Probablemente no salió. El otoño del patriarca son los doce cabos que te da un paseo por la calle central de Panamá, o una tarde en Cartagena, o todo ese mierdero del Caribe, porque es un mierdero del carajo, inclusive Cuba hoy, lo que es, lo que fue La Habana. Creo que hay un esfuerzo poético grande por tratar de salir al otro lado. Yo hubiera podido seguir escribiendo Cien años de soledad bis, dos, tres, cuatro, como El Padrino. Pero eso no podía ser. Si quería seguir escribiendo tenía que ver qué carajo hacía; lo que ya no me preocupa tanto después de El otoño del patriarca. Si vuelvo a escribir cuentos, ahora el modelo es W. S. Maugham. Son cuentos reposados, otoñales, de una persona que está contando una serie de cosas que vio, que vivió, de una forma no muy... no digamos muy clásica porque las definiciones joden todo, parece otra cosa, digamos que muy académico, muy formal. Porque Maugham escribió muy buenos cuentos, probablemente los mejores que conozco, tienen tono, no hacen ningún ruido, es un buen modelo para escribir cuentos.

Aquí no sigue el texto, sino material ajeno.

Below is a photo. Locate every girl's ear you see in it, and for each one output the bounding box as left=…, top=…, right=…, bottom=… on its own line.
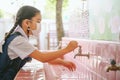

A ver, ¿de qué otra cosa hablamos...?
De Rubén Darío, por ejemplo.
Sí. Bueno, Rubén Darío es el poeta de la época; es de cir, de la época del libro... ¿Sabes? Hay una cosa muy triste, es la dificultad que han tenido todos los traductores con él. No ha podido ser traducido, así, como poeta grande. No lo conocen en ninguna parte. Y hay otros problemas que meten a los traductores en unos líos del carajo; los traductores de El otoño del patriarca están totalmente enloquecidos. Por ejemplo, preguntan: “¿Qué significa la ‘manta de bandera’?”. Y en la costa, no sé acá, la “manta” es el papel del cigarrillo que venden para enrollar la marihuana, pero durante una época venía con la bandera de los Estados Unidos. En la costa es muy sencillo, todo el que vea “manta de bandera” ya sabe qué es: el papel ese que venía con la bandera de los Estados Unidos para fumar marihuana. Imagínate la nota que tiene que poner el traductor para explicar qué es la “manta de bandera”. Lo que tiene que hacer es olvidarse de la connotación del antecedente y buscar una fórmula. Hay otra cosa preciosa: es el “salchichón de hoyito”. Eso es totalmente de los choferes de Barranquilla.
¿Y qué es?
El “salchichón de hoyito” es un salchichón que tiene un hoyito en la punta. Otros le dicen “la polla”, “la pinga”... Pero lo que dice el chofer de Barranquilla es “el salchichón de hoyito”. Entonces todo traductor pregunta: “¿Qué significa ‘salchichón de hoyito’?”. Por eso, lo hermético no sería el libro, sino todo eso, ¿no?, lo del Caribe. Por ejemplo, en Cuba no saben lo que es el “salchichón de hoyito”, pero cuando un cubano lo lee, cuando un dominicano o un puertorriqueño lo leen, inmediatamente saben qué es, se enteran porque conocen los mecanismos, los contextos, saben cómo se llega a eso.